A winning ability to blend the modern with the traditional is reflected both on their menu and in their intimate, stylish restaurant space inspired by the Irani cafes of Mumbai. Taking our seats one bustling evening – it always seems to have the right level of atmosphere: lively enough to set a spirited tone, but never over-boisterous – my partner and I were instantly attended to with drinks, two crisp Cobras, followed by a traditional pickle tray, as we set about ordering starters of the Henderson’s House Puri (tasty small spiced potato cubes mixed tossed with Hendo’s and coriander, served in crispy puri bread) and onion bhajis before turning our attention to the mains.

Inspired by India, made in Sheffield: The vibrant curry house guarantees a good atmosphere, particularly on weekends, and a menu blending the traditional with a few modern, local flavours.

I needn’t have looked. Due to lockdown and a brief move away from the city, it had been over two years since I’d tried the hallowed Taxi Driver Curry, a dish made for and named after a local cabby who kept coming back for more.

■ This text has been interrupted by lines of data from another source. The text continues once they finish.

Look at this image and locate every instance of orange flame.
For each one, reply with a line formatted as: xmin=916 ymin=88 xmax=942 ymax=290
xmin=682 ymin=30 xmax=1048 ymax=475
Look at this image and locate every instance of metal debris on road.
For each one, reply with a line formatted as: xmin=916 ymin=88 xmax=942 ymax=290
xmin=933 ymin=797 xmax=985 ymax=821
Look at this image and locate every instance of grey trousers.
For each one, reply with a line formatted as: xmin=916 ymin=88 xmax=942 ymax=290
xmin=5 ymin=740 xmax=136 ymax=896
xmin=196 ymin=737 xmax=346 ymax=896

And it’s no surprise he couldn’t get enough – it remains an incredibly satisfying dish of minced lamb and smoky chicken tikka, supplemented with a rewarding hit of garlic and chilli. My partner went for the Makhan-Wallah, a velvety, cashew nut-laden curry also served with succulent pieces of chicken tikka and swiftly pronounced sumptuous.

Second to Naan: Karai, kashmiri and biryani jostle for attention on the menu alongside lamb chops, a wide selection of lamb/chicken/veggie curries and beautiful butter naans from the traditional charcoal tandoor. Exposed opted for the famed Taxi Driver curry alongside a rich, creamy Makhan-Wallah.

As ever, we over-indulged on the gorgeous mains, not a morsel spared of naan or rice either, which meant we could barely see off our final round of Cobras, and the traditional Indian biscuits bestowed upon us (again, those little quirks) would have to be saved for  our cuppas the following day. 50+ years of reyt good curreh, then, and absolutely no sign of slowing down. We all deserve a post-lockdown treat and I will guarantee Sheffield’s finest Indian restaurant won’t disappoint.

The Taxi Driver: Still a certified banger, but just one of many highlights on an innovative menu.